Certain music makes you fall a little more in love with it with every listen and Flume falls into that category without a doubt. With
undeniably catchy synths and beats that could turn any frown upside down, it’s perfect whether you’re on the bus or out on the town. Harley Streten, the name behind the music, is an Australian producer and DJ whose sound is making waves internationally.
Streten may only be 21 years old, but he’s no beginner when it comes to making music. He got his start at the young age of 13 when he discovered the world of music production from a program he found in a cereal box.
While he fell in love with music production quickly, his rise to fame was even faster. He signed with Future Classic in 2011 after entering three of his songs into a competition the record label was hosting.
“You were supposed to send in your best originals, so I sent them the Sleepless EP,” said Streten. “I had already put it on blogs and stuff and it had gained a bit of traction. I got a record contract out of the competition and went from there.”
Some people spend years trying to make their name known, but Streten has been welcomed into the electronic music world with speed that would be shocking if it weren’t so well-deserved.
“A lot of people ask me if it’s been too quick, but I haven’t really known it any other way,” he said. “For me, it doesn’t really seem that crazy fast, but you know, I’m loving it. It’s been great fun. I get to see lots of the world and meet a lot of people. It’s been really cool.”
Speed seems to be a theme in Streten’s life; he can create a song in as little as a day.
“The fun-ness and the creative energy wears off quite quickly for me, so I need to make things happen fast,” he said. “If I do a remix and I’m super into it, I can do it within a day or two. Sometimes it takes longer, but I never let anything go over two weeks.”
If you’ve heard even one Flume song, you know that two weeks is an impressive amount of time for the creation of such audible bliss. But for Streten, that speed is an essential element.
“It’s just kind of how my brain works,” he said. “I can’t leave it for too long. When I have, it’s been a nightmare for me and I can’t really make much progress since I’ve heard the song so many times.”
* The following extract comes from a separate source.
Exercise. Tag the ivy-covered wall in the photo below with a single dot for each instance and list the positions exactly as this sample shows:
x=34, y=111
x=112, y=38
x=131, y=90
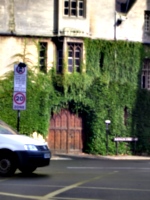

Streten, who’s influenced by the likes of Flying Lotus, M83, and Shlomo, describes his music as “experimental electronica with a strong hip-hop influence and lots of catchy melodies.” But his style hasn’t always been so defined.
“When I started, I didn’t really have a sound and I didn’t really want to make a serious project until I did,” he said. “I’ve written pop tracks, minimal tech-house tracks, electro bangers, orchestral scores […] so I know how most genres work. I can manipulate and take the best of each genre and make them into whatever I please. It’s freedom. It’s good. It makes a producer more flexible if you can understand how other genres work.”
Australians are known for their love of traveling and Streten is no exception. His favourite part of success: seeing the world. However, being on tour makes it hard to find time to make music, regardless of how quickly you’re capable of doing so.
“I wrote all this music last year,” said Streten. “And now that it’s been successful, I’ve written less music in the last six months than I have in my entire life. It’s quite ironic.”
Flume plays Le Belmont on Saturday, April 6 at 10 p.m. Tickets are $21.74.